Alsooo, das Interview hat gestern stattgefunden. Leider war es auf Grund begrenzter Deutschkenntnisse (er macht gerade einen B2-Deutschkurs) an vielen Stellen recht schwer ihm zu Folgen. Ich habe das Interview aufgenommen und muss mir das auf jeden Fall noch mal anhören, um so manches zu entschlüsseln.
Der Grund seiner Erblindung ist, dass er sich gegen das Regime in Syrien gestellt hat und wohl von Soldaten angeschossen wurde. Die genaue Situation konnte ich zum einen auf Grund der Sprachbarriere, zum anderen wegen seiner offensichtlichen Schwierigkeiten darüber zu sprechen, nicht ganz nachvollziehen. Ich habe die Situation und die Flucht dann auch bewusst außen vorgelassen, da ihm das Thema nicht leicht viel und ich überhaupt keine Erfahrung habe dort mit einer gewissen Sensibilität vorzugehen. Für ein paar wenige Leistungspunkte erschien mir das Ganze dann auch nicht nötig.
Daher habe ich mich doch, wie ursprünglich geplant, auf das Leben als blinde Person in Marburg konzentriert, was für euch natürlich nicht ganz so interessant ist.
Was ich aber noch zum Ablauf der Flucht verstanden habe, ist, dass er keine ausreichende medizinische Versorgung in Syrien erhalten hat und dann mit gefälschten Papieren in den Libanon gegangen ist, um sich dort behandeln zu lassen. Er ist dort aber mit dem gefälschten Pass aufgeflogen und ging für zehn Tage in Gefängnis, bis er wieder nach Syrien gelassen wurde. Von dort ging es dann erstmal in die Türkei, bis das Deutsche Konsulat entschieden hat, ihn nach Deutschland zu lassen.
Soweit ich das richtig verstanden habe, hätte er bei einer früheren medizinischen Versorgung nicht das Augenlicht verloren und wenn er nicht in den Libanon geflohen wäre, wäre er sogar ums Leben gekommen.

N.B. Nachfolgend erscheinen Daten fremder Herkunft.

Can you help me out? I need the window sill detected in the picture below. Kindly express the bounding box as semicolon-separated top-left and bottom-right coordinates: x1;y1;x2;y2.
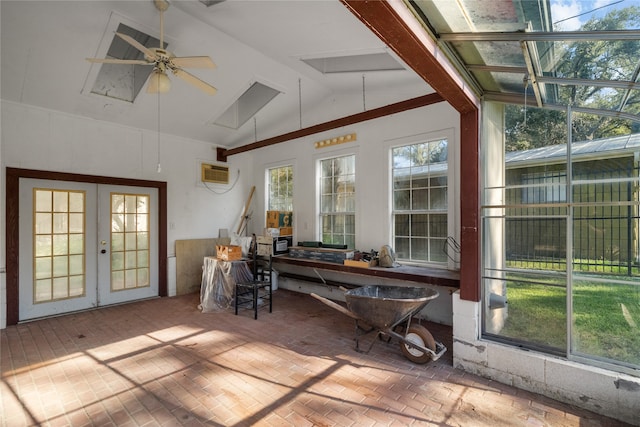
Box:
273;255;460;288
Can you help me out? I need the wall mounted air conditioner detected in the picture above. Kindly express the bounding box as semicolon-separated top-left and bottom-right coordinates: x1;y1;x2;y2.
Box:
200;163;229;184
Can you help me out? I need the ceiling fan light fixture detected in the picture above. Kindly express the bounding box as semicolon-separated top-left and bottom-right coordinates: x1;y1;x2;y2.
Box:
147;70;171;93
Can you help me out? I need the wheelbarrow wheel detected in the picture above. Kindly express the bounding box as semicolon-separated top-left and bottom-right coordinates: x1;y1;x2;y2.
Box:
400;325;436;363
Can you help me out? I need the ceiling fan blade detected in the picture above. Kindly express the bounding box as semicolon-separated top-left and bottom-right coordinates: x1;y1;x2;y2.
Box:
116;33;156;61
87;58;153;65
171;56;216;68
172;68;218;95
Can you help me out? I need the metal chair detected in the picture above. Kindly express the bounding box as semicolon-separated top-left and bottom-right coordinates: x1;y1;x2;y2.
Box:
234;235;273;319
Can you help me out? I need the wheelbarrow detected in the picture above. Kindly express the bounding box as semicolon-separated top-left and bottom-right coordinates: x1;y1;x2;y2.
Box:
311;285;447;363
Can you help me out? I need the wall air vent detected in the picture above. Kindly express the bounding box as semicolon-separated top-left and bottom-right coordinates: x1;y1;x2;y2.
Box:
200;163;229;184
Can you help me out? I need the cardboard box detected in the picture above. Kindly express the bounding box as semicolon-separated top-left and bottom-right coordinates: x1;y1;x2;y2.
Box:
216;245;242;261
344;259;378;268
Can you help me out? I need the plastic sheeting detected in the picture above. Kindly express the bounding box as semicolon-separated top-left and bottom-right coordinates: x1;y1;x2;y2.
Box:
198;257;253;313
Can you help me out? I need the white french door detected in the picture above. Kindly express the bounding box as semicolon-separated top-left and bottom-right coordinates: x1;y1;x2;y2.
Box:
19;178;158;320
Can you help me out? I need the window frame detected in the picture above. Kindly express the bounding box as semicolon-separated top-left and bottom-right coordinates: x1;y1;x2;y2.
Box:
265;163;295;212
316;151;358;249
385;128;460;270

Auf Grund der Sprachbarriere war es auch kaum möglich tiefergehend über Diskriminierung in Behörden oder Gesellschaft zu reden. Er hat zumindest in Marburg bisher keine Erfahrungen damit gemacht, ihm war aber wohl bewusst, dass das hier auch eine sehr linke Bubble ist. Es gab allerdings einen Überfall auf dem Weg zu einer Schule für Sehbehinderte, bei dem sein Portemonnaie gestohlen wurde. Die Polizei konnte den Täter aber in der folgenden Woche durch einen Polizisten als getarnten Blinden ertappen.
Ansonsten hat die Person bis zu der Erblindung Jura studiert und schien trotz begrenztem Wortschatz sehr gebildet.